Syria under Assad was far better than Syria in civil war, with ISIL controlling a large chunk of it and using it as a base to invade Iraq.

The inability to recognize real enemies is ongoing and pernicious.  The ultimate source of the barbarism of movements such as ISIL is Saudi Arabia.  Containment of Saudi Arabia’s influence should be a cornerstone policy of the West, because their noxious form of Islam spreads barbarism.  Making deals with Saudi Arabia and using them as instruments of US policy has lead to endless problems far larger than they were meant to cure.

This is true as far back as the original Afghan war against the USSR.  This was not a war the West needed to interfere in.  Arming the Mujahideen there is the grandfather blowback decision which has led to virtually all of the problems discussed above (much of the rest is Israel/Palestine based).  The war in Afghanistan did not just destabilize Afghanistan it corrupted, destabilized and radicalized Pakistan, which had been on a secularizing path before all that dirty money started flowing into the country through networks infected by a noxious variant of Saudi Islam.  As with pictures of Afghan girls in Kabul wearing skirts, Pakistan was a far more liberal nation in the 70s, socially, than it is today.

Don’t use barbarians as your proxies.  Saudi Wahhabism and its offshoots is fundamentally in opposition to secular Western enlightenment society.  Doing business with such people undermines the core ethics of our own system of ideology.
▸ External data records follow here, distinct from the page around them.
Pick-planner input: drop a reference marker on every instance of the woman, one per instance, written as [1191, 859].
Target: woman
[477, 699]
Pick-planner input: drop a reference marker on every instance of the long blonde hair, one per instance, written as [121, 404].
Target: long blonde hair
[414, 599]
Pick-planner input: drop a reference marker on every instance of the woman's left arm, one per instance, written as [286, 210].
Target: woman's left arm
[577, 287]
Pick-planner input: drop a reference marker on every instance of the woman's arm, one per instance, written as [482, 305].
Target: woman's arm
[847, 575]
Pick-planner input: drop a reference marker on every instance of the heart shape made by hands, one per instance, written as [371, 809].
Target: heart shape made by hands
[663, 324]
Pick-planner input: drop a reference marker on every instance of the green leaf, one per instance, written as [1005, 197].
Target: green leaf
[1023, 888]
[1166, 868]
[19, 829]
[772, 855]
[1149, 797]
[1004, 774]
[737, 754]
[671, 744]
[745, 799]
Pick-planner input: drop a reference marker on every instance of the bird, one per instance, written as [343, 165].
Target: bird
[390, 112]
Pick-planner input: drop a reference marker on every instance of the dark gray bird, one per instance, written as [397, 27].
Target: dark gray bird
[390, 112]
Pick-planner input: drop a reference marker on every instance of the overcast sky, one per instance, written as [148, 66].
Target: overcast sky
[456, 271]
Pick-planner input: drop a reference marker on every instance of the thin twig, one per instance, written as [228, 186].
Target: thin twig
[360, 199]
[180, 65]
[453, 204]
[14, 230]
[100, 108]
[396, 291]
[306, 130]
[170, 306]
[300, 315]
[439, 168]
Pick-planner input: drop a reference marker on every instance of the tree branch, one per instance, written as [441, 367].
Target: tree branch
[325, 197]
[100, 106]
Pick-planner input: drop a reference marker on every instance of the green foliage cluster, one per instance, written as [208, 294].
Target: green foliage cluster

This does not mean neo-con style perma war.  It means showing that our ideology produces better outcomes for them than their own ideology does.  Through the fifties and even into the seventies, secularism rose in the world because it was seen as providing better outcomes.  It was constantly undermined by the actions of the United States in overthrowing democratic governments they didn’t like.  Noticing that the West didn’t believe in its own ideology (at least not for Muslims, and today not even for its own citizens), and that they could not share in the prosperity of secular democracy and socialistic capitalism, is it any wonder that many turned to another strong ideology?

This disease is the disease of unaccountable elites.  Elite families, even in democracies, would rather deal with other elite families than with messy democracy.  A Shah seems more amenable than a democratic Iran.  It’s easy to do business with Saudi Princes, you know who to talk to.  Deals can be cut, and if they don’t work out for most of the population, who cares?

Playing the game as a chess-board; using whatever proxies or allies come to hand, and violating your own ideology undermines the true basis of your power. Western hemegony was based on blood and iron, to be sure; but it was also based on the very real promise of emancipation, freedom and prosperity.

Deny the fruits of western ideology to those who reach for them, and of course they will turn against you.  Pervert them even within your own countries by undermining your own democratic principles and by concentrating wealth and income in the hands of a few, while impoverishing the many; make it clear that modern neo-liberal capitalism doesn’t spread prosperity to even the core nations, and you have set up one of the preconditions of not just hegemonic collapse, but of internal collapse of a civilization.  People who do not believe in the genuine goodness of what they are fighting for, hardly fight for it at all.